Texas-Style Brisket??
It is with enormous hesitation that I throw out the idea that this Oven Baked Beef Brisket is Texas-Style brisket. I know that real barbecue brisket is slow cooked in a smoker with low heat….and I know the thought of making Texas brisket in an oven is sacrilegious in some parts of the country and particularly in Texas….but because I don’t live in Texas and I don’t have a smoker, this is where I’ve landed.
Jewish vs. Texas Brisket
I grew up understanding Jewish-style brisket, which is usually cooked in an oven, low and slow, and with a different assort of Mediterranean-ish seasonings and ingredients. There are as many versions of Jewish brisket as there are barbecue brisket, and if want to incite a very heated conversation you might bring up the subject of brisket while there are Texans and Jews in one room. But I wouldn’t advise it.

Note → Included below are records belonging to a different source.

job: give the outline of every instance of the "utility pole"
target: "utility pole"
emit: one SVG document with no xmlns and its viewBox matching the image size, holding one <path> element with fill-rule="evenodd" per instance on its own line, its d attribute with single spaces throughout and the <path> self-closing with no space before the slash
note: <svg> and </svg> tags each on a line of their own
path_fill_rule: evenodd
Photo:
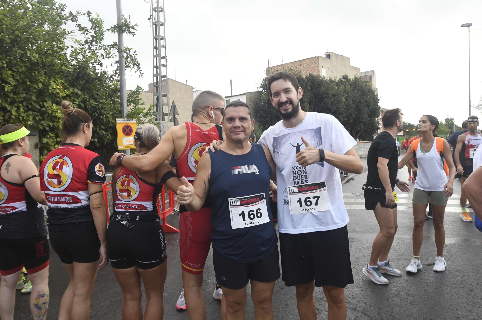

And I have a non-Jewish Texan friend, Mandy, who grew up in a rural area of Texas who is married to a Jewish guy from D.C. and oh boy do the mothers and grandmothers of these two fine people have a thing or two to say about brisket.
Many Texans, I gather, cook their brisket without much seasoning at all, letting the low and slow smoking and cooking create the magic. Often there is a mop or a sauce of some sort. I pawed through a variety of recipes borrowing a thought here, and a thought there, and came up with this mushed together recipe, drawing from a bunch of rubs and sauce ideas. And then I added the oven, because an oven-baked brisket was the goal.
The result? A very happy family and a thumbs up from Mandy, who advised on my mash-up of a recipe, and approved of the result (with the caveat that it’s not REALLY authentic Texas brisket, which I am well aware of). Also worth noting – there are certainly Texan Jews, or Jewish Texans, and they are very fortunate in the brisket department.